Let's see all these with the following R code: We have a random classifier that just estimates random probabilities (randRes), a perfect classifier that assigns probabilities (perfRes) such that BB instances always have lower probabilities $\hat{p}_A$ than AA examples and an "average Joe" classifier that assign probabilities (averRes) that are mostly OK but do mistakenly assign some high $\hat{p}_A$'s to instances of BB too. I append code using caret's lift to plot the gains curve to ensure we get the same.
set.seed(123)
N = 5000;
myRes <- data.frame(obsValues = rep( c("AA", "BB"), each = N*0.5),
                    randRes= runif(N, min = 0.0, max = 1.0), 
                    averRes = c(runif(min= 0.4, max= 0.8, n = N*0.5), 
                                runif(min= 0.0, max= 0.6, n = N*0.5)),
                    perfRes = c(runif(min= 0.5, max= 0.9, n = N*0.5),
                                runif(min= 0.0, max= 0.3, n = N*0.5)))
C = seq(0.001,0.999, by= 0.01)

numOfPos = sum(myRes$obsValues == 'AA');

cgf = function(C, estProbs, realLab, MAll, MPos){
  relevantC = C[C < max(estProbs) & C > min(estProbs)]
  percOfSampTested = sapply( relevantC, function(x) sum(estProbs > x) ) / MAll
  perfOfPosFound = sapply( relevantC, function(x) 
                               sum('AA' == realLab[ x < estProbs]) ) / MPos
  return(
    cbind(percOfSampTested,perfOfPosFound)[!duplicated(percOfSampTested),])
}

plot(x= C, y= C, t= 'n', panel.first= grid(), main = 'Gains Curve', 
     ylab='Perc. of positive samples found', xlab='Perc. of sample tested');
lines( cgf(C=C, estProbs = myRes$perfRes, realLab = myRes$obsValues, 
           MAll = N, MPos = numOfPos), col = 'blue')
lines( cgf(C=C, estProbs = myRes$randRes, realLab = myRes$obsValues,
           MAll = N, MPos = numOfPos), col = 'red')
lines( cgf(C=C, estProbs = myRes$averRes, realLab = myRes$obsValues,
           MAll = N, MPos = numOfPos), col = 'magenta')

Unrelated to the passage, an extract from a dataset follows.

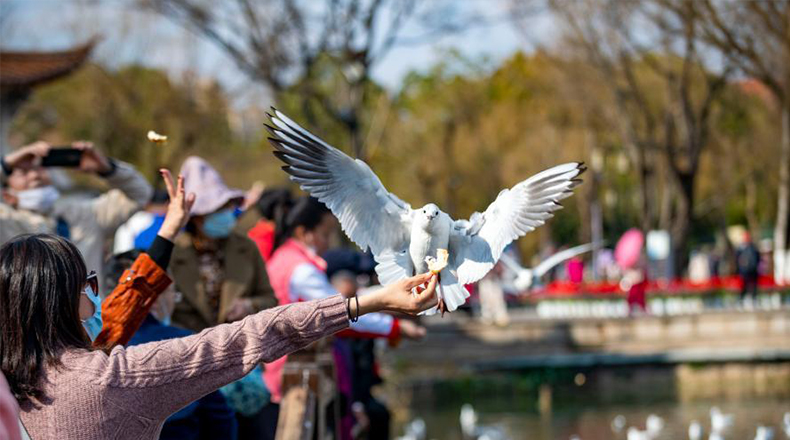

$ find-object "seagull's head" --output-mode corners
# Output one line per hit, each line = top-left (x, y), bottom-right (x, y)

# Use `caret`'s `lift` function
# caretLift = caret::lift(obsValues ~ randRes + perfRes + averRes,
#                         data = myRes, cuts = 101)
# plot(caretLift, plot='gain')


So the interpretation of a curve is relatively straight-forward: If we test at random an $X\%$ of our sample we should get approximately $X\%$ of the class $A$ instances. If we get a higher percentage that will a gain. How much that gain will be can be seen from the gain curve. For example, based the plot shown, using the random classifier and testing $40\%$ of our data captures $40\%$ of our class $A$ samples ($Y$ value of the red curve at $X = 0.4$). If we used the perfect classifier (blue line) we would get $80\%$ and using the average classifier would get us a hint below $70\%$.
Note that like other "curve-metrics" (ROC curves, PR curves, Calibration curves, etc.) the utility of gains curves is often dependent to a particular area. For example we might be able to examine only $20\%$ of our sample, in that case we care only for a particular segment of the graph rather than the whole graph. A short one-page description of gains (and lift) curve can be found in Kuhn's Applied Predictive Modeling book (Chapter 11).
A final note: I tried to steer away from notions of explicitly "sorting" or "reordering" the raw data. These procedures were probably helpful when people did not have computers but now such definitions are mostly legacy ones; they probably remain due to existing business literature. Clearly we use the estimated probabilities to infer which class-assignment is more plausible based on a particular cut-off but no direct data reordering is required (as seen in the code provided).